A CHAPTER DEALING WITH THE
DISCOVERY OF DEATH
AT AN EARLY AGE
I should not be here to tell this story.
It's that simple: there is a day in my past, a day many years ago in Santiago de Chile, when I should have died and did not.
That's where I always thought this story would start, at that moment when history turned me, against my will, into the man who could someday sit down and write these words, who now writes them. I always thought this story was meant to start on that morning when the Armed Forces of my country rise against our President, Salvador Allende, on the 11th of September of 1973, to be exact, and the death I have been fearing since I was a child enters my life and, instead of taking it, leaves me to survive: I am left here on this side of reality to remember what ends forever that day in me and in the world, still wondering why I was spared.
And yet I cannot bring myself to begin there, that day I should have died.
There is one last night of reprieve, that is when I really need this story to start: the night of September 10, the night before the coup. By tomorrow at this time Allende will be dead and I will be in hiding, by tomorrow I will have had to accept a future in which I am alive and far too many others will have been killed in my place. But not yet. Tonight I can tell myself, against the overwhelming evidence screaming at me from inside and outside, that there will be no military takeover, that Chile is different from other Latin American countries, all the comforting myths about our democracy and stability and reasonableness.

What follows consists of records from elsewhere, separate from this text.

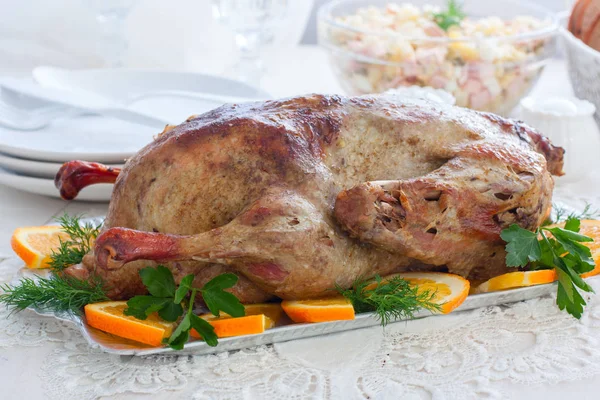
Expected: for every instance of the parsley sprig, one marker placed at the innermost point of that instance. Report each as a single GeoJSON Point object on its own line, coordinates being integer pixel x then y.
{"type": "Point", "coordinates": [558, 248]}
{"type": "Point", "coordinates": [451, 16]}
{"type": "Point", "coordinates": [391, 299]}
{"type": "Point", "coordinates": [169, 301]}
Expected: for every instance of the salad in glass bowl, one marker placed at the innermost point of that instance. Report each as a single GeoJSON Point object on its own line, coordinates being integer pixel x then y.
{"type": "Point", "coordinates": [487, 55]}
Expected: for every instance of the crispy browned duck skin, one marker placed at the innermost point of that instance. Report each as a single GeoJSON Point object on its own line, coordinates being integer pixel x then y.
{"type": "Point", "coordinates": [207, 184]}
{"type": "Point", "coordinates": [76, 175]}
{"type": "Point", "coordinates": [261, 244]}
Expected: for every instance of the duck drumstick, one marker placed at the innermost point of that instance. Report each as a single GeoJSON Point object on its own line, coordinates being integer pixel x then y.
{"type": "Point", "coordinates": [75, 175]}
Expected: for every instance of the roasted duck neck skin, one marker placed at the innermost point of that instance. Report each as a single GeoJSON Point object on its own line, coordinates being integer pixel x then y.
{"type": "Point", "coordinates": [300, 194]}
{"type": "Point", "coordinates": [76, 175]}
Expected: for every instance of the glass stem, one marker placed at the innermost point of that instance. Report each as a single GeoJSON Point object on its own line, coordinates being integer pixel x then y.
{"type": "Point", "coordinates": [249, 68]}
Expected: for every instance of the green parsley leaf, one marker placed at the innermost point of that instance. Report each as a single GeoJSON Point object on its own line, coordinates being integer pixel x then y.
{"type": "Point", "coordinates": [184, 287]}
{"type": "Point", "coordinates": [522, 246]}
{"type": "Point", "coordinates": [141, 307]}
{"type": "Point", "coordinates": [205, 330]}
{"type": "Point", "coordinates": [563, 252]}
{"type": "Point", "coordinates": [159, 281]}
{"type": "Point", "coordinates": [170, 311]}
{"type": "Point", "coordinates": [572, 224]}
{"type": "Point", "coordinates": [217, 299]}
{"type": "Point", "coordinates": [181, 334]}
{"type": "Point", "coordinates": [452, 16]}
{"type": "Point", "coordinates": [167, 299]}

Perhaps I am right. Perhaps I should not be poisoning my last moments of peace. From the next room, my six-year-old son, Rodrigo, is calling. Angelica has already tucked him in. Now he clamors for his bedtime story. Perhaps I am right to crush the sudden sick thought that snakes up from my stomach. This is the last time I will ever see him, the last story I will ever tell him, la ultima vez. Perhaps I am right to turn a final blind eye to reality.
It is not the first time I will try to cheat death, pretend it does not exist.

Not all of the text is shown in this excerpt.